Myricetin prevents sleep deprivation-induced cognitive impairment and neuroinflammation in rat brain via regulation of brain-derived neurotropic factor

Korean J Physiol Pharmacol. 2022 Nov 1;26(6):415-425. doi: 10.4196/kjpp.2022.26.6.415.


Memory formation in the hippocampus is formed and maintained by circadian clock genes during sleep. Sleep deprivation (SD) can lead to memory impairment and neuroinflammation, and there remains no effective pharmacological treatment for these effects. Myricetin (MYR) is a common natural flavonoid that has various pharmacological activities. In this study, we investigated the effects of MYR on memory impairment, neuroinflammation, and neurotrophic factors in sleep-deprived rats.

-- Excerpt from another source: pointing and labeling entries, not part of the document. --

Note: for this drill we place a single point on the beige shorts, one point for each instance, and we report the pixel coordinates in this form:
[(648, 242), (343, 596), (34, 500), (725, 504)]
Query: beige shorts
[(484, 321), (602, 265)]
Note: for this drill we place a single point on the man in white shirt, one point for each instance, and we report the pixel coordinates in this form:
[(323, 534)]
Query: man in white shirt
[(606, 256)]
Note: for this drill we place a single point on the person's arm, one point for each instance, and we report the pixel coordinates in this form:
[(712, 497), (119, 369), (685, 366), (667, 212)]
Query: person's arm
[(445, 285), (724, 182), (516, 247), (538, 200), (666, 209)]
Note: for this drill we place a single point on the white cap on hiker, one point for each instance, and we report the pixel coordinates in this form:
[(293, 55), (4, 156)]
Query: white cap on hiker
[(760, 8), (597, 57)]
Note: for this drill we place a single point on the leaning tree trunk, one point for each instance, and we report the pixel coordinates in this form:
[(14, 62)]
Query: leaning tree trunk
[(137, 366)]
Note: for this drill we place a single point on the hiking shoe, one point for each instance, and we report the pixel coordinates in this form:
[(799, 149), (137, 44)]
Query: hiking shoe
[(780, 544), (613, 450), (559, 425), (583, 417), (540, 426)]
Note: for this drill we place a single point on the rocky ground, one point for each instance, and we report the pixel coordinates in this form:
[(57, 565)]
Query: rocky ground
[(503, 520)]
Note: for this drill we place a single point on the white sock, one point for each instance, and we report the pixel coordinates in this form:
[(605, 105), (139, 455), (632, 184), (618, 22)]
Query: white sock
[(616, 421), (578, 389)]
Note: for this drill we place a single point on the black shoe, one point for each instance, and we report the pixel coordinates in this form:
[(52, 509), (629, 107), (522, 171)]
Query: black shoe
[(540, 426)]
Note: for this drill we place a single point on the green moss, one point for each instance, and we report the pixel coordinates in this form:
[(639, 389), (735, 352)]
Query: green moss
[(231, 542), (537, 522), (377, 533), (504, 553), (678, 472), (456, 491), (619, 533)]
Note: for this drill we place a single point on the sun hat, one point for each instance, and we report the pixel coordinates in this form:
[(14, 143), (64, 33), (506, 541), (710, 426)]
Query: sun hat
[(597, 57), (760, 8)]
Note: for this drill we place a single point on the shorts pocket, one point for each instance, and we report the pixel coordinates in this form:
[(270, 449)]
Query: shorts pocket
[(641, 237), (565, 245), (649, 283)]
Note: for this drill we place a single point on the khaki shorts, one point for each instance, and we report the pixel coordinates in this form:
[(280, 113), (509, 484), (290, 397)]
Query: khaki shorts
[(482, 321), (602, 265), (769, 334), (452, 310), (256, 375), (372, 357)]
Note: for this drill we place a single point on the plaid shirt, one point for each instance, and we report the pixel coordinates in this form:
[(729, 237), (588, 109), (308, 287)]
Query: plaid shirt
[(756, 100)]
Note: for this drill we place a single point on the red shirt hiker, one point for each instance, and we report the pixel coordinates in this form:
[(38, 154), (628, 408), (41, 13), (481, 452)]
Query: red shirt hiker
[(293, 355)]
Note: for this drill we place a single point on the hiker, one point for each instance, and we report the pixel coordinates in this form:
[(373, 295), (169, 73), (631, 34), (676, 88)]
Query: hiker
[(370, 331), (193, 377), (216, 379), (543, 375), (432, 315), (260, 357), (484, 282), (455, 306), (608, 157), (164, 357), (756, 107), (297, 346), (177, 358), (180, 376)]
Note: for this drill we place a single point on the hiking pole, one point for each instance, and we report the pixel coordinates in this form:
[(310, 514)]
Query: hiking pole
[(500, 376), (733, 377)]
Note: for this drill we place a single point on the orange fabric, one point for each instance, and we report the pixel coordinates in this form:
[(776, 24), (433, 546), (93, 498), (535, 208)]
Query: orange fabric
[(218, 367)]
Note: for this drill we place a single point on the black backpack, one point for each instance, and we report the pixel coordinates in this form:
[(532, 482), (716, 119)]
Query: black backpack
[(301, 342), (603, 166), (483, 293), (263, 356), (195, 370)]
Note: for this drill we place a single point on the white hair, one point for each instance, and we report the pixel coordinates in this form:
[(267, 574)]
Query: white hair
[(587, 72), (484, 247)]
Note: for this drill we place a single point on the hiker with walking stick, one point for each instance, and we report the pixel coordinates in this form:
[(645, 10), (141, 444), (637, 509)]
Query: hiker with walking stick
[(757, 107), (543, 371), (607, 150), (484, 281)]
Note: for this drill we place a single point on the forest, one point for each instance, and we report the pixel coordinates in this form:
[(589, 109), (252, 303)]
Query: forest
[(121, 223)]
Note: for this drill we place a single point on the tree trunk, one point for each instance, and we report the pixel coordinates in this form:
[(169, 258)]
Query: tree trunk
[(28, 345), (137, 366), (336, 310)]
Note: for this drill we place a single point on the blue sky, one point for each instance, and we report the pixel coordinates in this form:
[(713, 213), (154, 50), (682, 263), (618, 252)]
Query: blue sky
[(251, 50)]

We analyzed SD-induced cognitive and spatial memory, as well as pro-inflammatory cytokine levels during SD. SD model rats were intraperitoneally injected with 10 and 20 mg/kg/day MYR for 14 days. MYR administration significantly ameliorated SD-induced cognitive and spatial memory deficits; it also attenuated the SD-induced inflammatory response associated with nuclear factor kappa B activation in the hippocampus. In addition, MYR enhanced the mRNA expression of brain-derived neurotropic factor (BDNF) in the hippocampus. Our results showed that MYR improved memory impairment by means of anti-inflammatory activity and appropriate regulation of BDNF expression. Our findings suggest that MYR is a potential functional ingredient that protects cognitive function from SD.

Keywords: Brain-derived neurotrophic factor; Flavonoids; Inflammation; Memory; Sleep deprivation.